Compared with large traditional incisions, several small 0.5 cm to 1.0 cm incisions are well accepted by patients and surgeons. Laparoscopy provides optical magnification that clarifies the operative field. Modern electrosurgical instruments make procedures faster and simpler. Reduced manual handling within the abdominal cavity decreases postoperative adhesions and other complications. These factors constitute major advantages of laparoscopy.
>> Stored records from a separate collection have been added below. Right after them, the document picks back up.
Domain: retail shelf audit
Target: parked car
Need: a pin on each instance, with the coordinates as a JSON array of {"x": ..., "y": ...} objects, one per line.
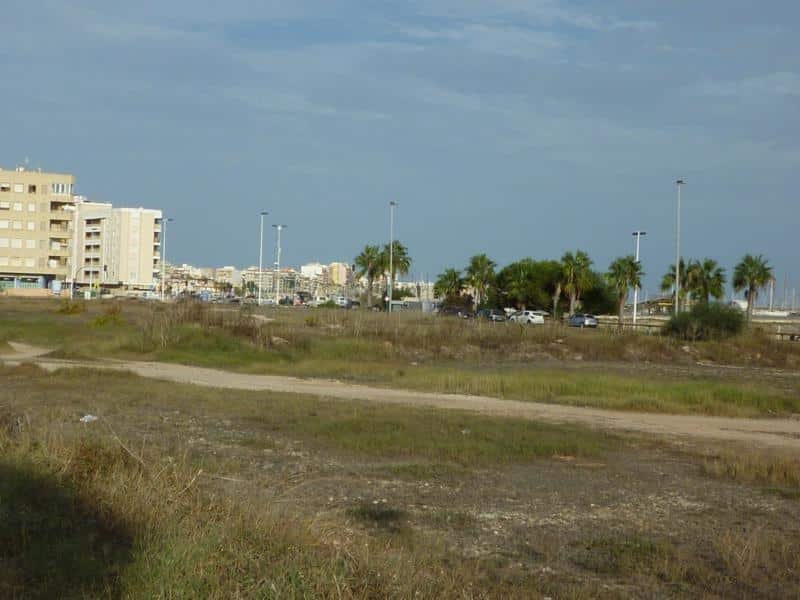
[
  {"x": 491, "y": 314},
  {"x": 456, "y": 311},
  {"x": 531, "y": 317},
  {"x": 582, "y": 320}
]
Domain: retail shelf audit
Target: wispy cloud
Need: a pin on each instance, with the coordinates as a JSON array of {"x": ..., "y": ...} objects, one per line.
[
  {"x": 783, "y": 83},
  {"x": 506, "y": 41},
  {"x": 541, "y": 12}
]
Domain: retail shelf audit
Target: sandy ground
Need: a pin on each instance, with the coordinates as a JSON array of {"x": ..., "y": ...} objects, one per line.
[{"x": 781, "y": 433}]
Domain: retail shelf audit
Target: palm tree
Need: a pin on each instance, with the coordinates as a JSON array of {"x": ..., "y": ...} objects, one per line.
[
  {"x": 558, "y": 285},
  {"x": 369, "y": 266},
  {"x": 401, "y": 261},
  {"x": 480, "y": 275},
  {"x": 668, "y": 281},
  {"x": 577, "y": 276},
  {"x": 751, "y": 274},
  {"x": 706, "y": 279},
  {"x": 449, "y": 284},
  {"x": 624, "y": 274}
]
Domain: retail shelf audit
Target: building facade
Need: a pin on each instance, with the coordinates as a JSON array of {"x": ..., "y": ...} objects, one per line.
[
  {"x": 117, "y": 247},
  {"x": 36, "y": 228}
]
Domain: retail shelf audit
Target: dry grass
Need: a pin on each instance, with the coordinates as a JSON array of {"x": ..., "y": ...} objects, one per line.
[
  {"x": 123, "y": 506},
  {"x": 412, "y": 351},
  {"x": 779, "y": 472}
]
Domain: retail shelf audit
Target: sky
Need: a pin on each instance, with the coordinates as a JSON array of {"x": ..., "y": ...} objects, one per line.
[{"x": 512, "y": 127}]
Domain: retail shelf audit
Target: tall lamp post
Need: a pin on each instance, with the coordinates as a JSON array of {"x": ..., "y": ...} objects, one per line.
[
  {"x": 163, "y": 253},
  {"x": 392, "y": 206},
  {"x": 679, "y": 183},
  {"x": 637, "y": 235},
  {"x": 278, "y": 228},
  {"x": 263, "y": 214}
]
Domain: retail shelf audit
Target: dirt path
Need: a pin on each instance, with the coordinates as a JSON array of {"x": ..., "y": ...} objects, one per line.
[{"x": 776, "y": 433}]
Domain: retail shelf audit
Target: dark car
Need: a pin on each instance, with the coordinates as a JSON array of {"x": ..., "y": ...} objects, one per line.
[
  {"x": 491, "y": 314},
  {"x": 456, "y": 311},
  {"x": 582, "y": 320}
]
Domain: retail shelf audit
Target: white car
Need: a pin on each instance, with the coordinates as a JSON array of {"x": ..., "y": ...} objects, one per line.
[{"x": 530, "y": 317}]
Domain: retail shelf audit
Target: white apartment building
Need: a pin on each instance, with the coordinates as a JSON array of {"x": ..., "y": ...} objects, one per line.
[
  {"x": 117, "y": 247},
  {"x": 313, "y": 270}
]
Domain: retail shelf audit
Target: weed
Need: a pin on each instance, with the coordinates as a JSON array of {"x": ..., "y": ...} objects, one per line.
[{"x": 71, "y": 307}]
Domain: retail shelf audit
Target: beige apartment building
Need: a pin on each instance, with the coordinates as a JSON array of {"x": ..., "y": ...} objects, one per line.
[
  {"x": 117, "y": 247},
  {"x": 36, "y": 216}
]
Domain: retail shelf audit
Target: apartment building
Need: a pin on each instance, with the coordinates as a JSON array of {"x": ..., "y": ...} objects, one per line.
[
  {"x": 339, "y": 273},
  {"x": 117, "y": 247},
  {"x": 36, "y": 216}
]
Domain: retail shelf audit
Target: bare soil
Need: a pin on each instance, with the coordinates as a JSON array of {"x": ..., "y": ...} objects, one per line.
[{"x": 780, "y": 433}]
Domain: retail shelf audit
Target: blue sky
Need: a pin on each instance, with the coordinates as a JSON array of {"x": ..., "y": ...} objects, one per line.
[{"x": 514, "y": 127}]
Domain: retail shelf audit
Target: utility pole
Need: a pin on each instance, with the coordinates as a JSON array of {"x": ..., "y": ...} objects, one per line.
[
  {"x": 163, "y": 254},
  {"x": 679, "y": 183},
  {"x": 637, "y": 234},
  {"x": 263, "y": 214},
  {"x": 392, "y": 206},
  {"x": 278, "y": 228}
]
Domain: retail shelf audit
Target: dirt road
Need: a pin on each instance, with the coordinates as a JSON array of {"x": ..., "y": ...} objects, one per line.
[{"x": 781, "y": 433}]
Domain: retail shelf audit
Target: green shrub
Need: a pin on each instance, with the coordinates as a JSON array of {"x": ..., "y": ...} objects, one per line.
[
  {"x": 71, "y": 307},
  {"x": 111, "y": 316},
  {"x": 706, "y": 322}
]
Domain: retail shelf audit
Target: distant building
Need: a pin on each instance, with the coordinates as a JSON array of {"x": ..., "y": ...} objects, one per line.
[
  {"x": 339, "y": 273},
  {"x": 117, "y": 247},
  {"x": 313, "y": 270},
  {"x": 228, "y": 276},
  {"x": 36, "y": 215}
]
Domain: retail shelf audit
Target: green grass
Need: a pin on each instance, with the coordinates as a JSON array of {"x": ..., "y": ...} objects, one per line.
[
  {"x": 134, "y": 512},
  {"x": 366, "y": 349},
  {"x": 86, "y": 513}
]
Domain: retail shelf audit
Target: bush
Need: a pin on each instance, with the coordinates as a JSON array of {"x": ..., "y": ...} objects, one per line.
[
  {"x": 71, "y": 307},
  {"x": 706, "y": 322}
]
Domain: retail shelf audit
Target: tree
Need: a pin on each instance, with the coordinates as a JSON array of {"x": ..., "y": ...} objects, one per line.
[
  {"x": 480, "y": 275},
  {"x": 706, "y": 279},
  {"x": 751, "y": 274},
  {"x": 668, "y": 281},
  {"x": 369, "y": 265},
  {"x": 401, "y": 261},
  {"x": 623, "y": 274},
  {"x": 576, "y": 276},
  {"x": 558, "y": 284},
  {"x": 449, "y": 285}
]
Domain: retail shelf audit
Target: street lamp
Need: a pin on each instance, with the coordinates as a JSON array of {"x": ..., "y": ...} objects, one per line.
[
  {"x": 163, "y": 253},
  {"x": 637, "y": 235},
  {"x": 392, "y": 206},
  {"x": 679, "y": 183},
  {"x": 278, "y": 228},
  {"x": 263, "y": 214}
]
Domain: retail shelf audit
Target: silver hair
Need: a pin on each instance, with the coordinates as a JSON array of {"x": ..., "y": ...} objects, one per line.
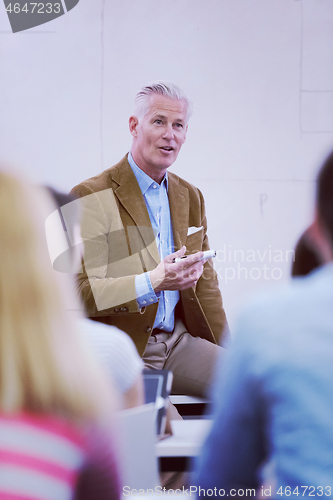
[{"x": 142, "y": 98}]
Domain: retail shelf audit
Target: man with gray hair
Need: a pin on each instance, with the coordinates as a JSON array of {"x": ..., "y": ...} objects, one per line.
[{"x": 137, "y": 220}]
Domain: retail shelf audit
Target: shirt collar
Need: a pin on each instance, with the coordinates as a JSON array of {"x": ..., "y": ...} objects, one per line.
[{"x": 143, "y": 179}]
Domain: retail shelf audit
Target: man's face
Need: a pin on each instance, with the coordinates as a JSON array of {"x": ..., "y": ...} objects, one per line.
[{"x": 159, "y": 135}]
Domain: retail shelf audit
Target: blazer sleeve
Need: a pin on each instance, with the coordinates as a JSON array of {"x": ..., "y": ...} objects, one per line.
[{"x": 208, "y": 291}]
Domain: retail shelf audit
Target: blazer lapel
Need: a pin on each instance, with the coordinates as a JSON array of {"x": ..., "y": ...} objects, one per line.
[
  {"x": 179, "y": 209},
  {"x": 130, "y": 196}
]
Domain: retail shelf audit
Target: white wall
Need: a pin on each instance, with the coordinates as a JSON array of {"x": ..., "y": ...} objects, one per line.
[{"x": 259, "y": 73}]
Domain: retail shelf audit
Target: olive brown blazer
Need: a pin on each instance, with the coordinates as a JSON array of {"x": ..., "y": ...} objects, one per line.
[{"x": 119, "y": 243}]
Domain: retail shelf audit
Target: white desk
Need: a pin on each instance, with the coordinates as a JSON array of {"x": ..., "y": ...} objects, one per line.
[{"x": 187, "y": 439}]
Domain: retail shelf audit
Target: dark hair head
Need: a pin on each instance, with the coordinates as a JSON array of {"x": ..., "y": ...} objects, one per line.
[{"x": 324, "y": 195}]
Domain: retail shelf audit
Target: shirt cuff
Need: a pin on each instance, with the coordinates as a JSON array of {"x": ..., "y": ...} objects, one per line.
[{"x": 145, "y": 293}]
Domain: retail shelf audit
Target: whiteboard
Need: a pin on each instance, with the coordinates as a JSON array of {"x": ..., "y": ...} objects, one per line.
[{"x": 259, "y": 73}]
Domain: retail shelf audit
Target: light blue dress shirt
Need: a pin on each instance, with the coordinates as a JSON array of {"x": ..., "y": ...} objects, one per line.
[{"x": 157, "y": 202}]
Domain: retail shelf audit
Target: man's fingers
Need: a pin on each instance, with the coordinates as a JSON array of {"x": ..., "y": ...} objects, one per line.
[{"x": 191, "y": 260}]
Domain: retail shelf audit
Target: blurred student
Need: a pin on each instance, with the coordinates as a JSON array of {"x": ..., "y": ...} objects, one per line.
[
  {"x": 55, "y": 405},
  {"x": 274, "y": 403},
  {"x": 115, "y": 350},
  {"x": 306, "y": 256}
]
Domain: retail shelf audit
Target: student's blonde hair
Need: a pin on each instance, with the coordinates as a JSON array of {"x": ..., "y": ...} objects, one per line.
[{"x": 45, "y": 366}]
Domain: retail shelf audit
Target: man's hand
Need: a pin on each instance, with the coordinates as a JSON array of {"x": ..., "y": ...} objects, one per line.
[{"x": 169, "y": 275}]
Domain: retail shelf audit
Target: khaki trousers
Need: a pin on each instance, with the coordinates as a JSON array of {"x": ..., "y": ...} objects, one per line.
[{"x": 191, "y": 359}]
However, laparoscopy has notable limitations. The laparoscopic image transmitted via fiber optics to a monitor is two-dimensional, lacking depth perception and increasing technical difficulty. Creation of pneumoperitoneum and trocar insertion are blind steps that can injure intra-abdominal organs and major blood vessels, sometimes with fatal consequences. Extensive use of electrosurgical devices raises the risk of complications such as vascular injury and thermal damage. These risks pose new challenges for obstetricians and gynecologists. Solid open surgical skills, systematic laparoscopic training, and familiarity with and vigilance for potential complications are essential to avoid or minimize adverse events.

 

Conclusion

Laparoscopic techniques have introduced new concepts and approaches to gynecologic care and have become a primary modality in minimally invasive gynecologic treatment alongside traditional vaginal surgery. Standardized, individualized laparoscopic treatment plans can provide patients with greater benefit and minimal harm.